Dataset Splits No The paper mentions testing on test QA pairs from benchmarks and constructing a Daily M test set, but it does not provide specific percentages or counts for training/validation/test splits of their own generated SFT data, or for the Daily M corpus itself for training.
Hardware Specification No The paper mentions using specific LLMs like Llama3-70B-Instruct and Qwen1.5-32B-Chat as base models for fine-tuning, but does not provide any specific details about the hardware (e.g., GPU models, CPU types, memory) used to run the experiments or train these models.

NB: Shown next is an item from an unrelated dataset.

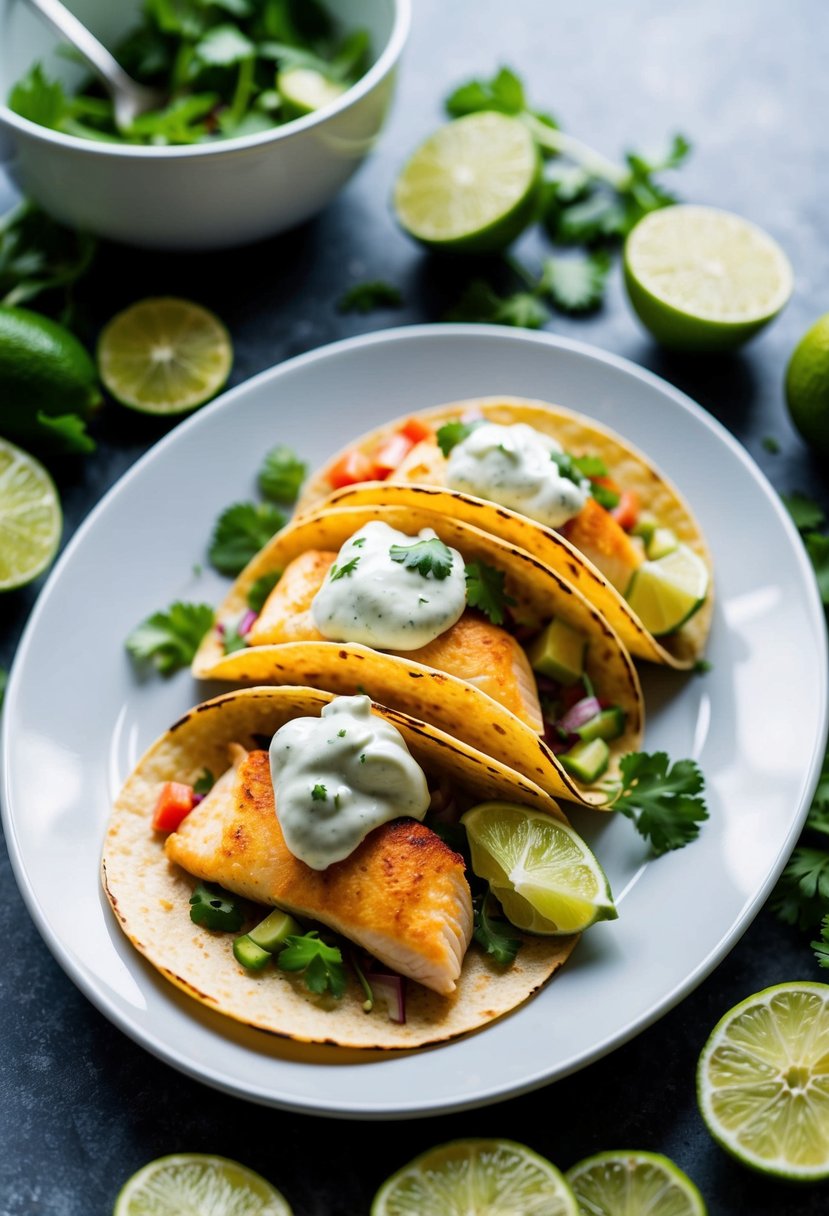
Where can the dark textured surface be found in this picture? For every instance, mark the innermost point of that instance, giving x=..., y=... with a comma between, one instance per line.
x=82, y=1105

Software Dependencies No The paper mentions using Llama3-70B-Instruct and Qwen1.5-32B-Chat as base models, but does not specify any programming languages, libraries, or other software dependencies with version numbers.
Experiment Setup Yes The minimum length threshold λ and the initial context length l are like the lower bound and upper bound to control the granularity distribution of generated questions. Then, we start with an empty set and add one training query each time, only if the current query has a ROUGE-L precision score of less than 0.7 compared to any previously added queries. Note that we do not generate all corresponding negative examples for positive data for training scorer, but rather randomly select a very small number of samples (e.g. only 500 pairs for each negative types in our implementation) to form the training set DSc. For methods such as Adapt LLM, ETRC, Context Instruct, and our AUGCON which generate query-response pairs based on context, we adhere to a standard where every 35 Chinese characters derive one query-response pair to ensure a fair comparison. We limit the number of generated entries to the same in the comparison because we find that all methods spend much more time on final fine-tuning process compared to the previous generation.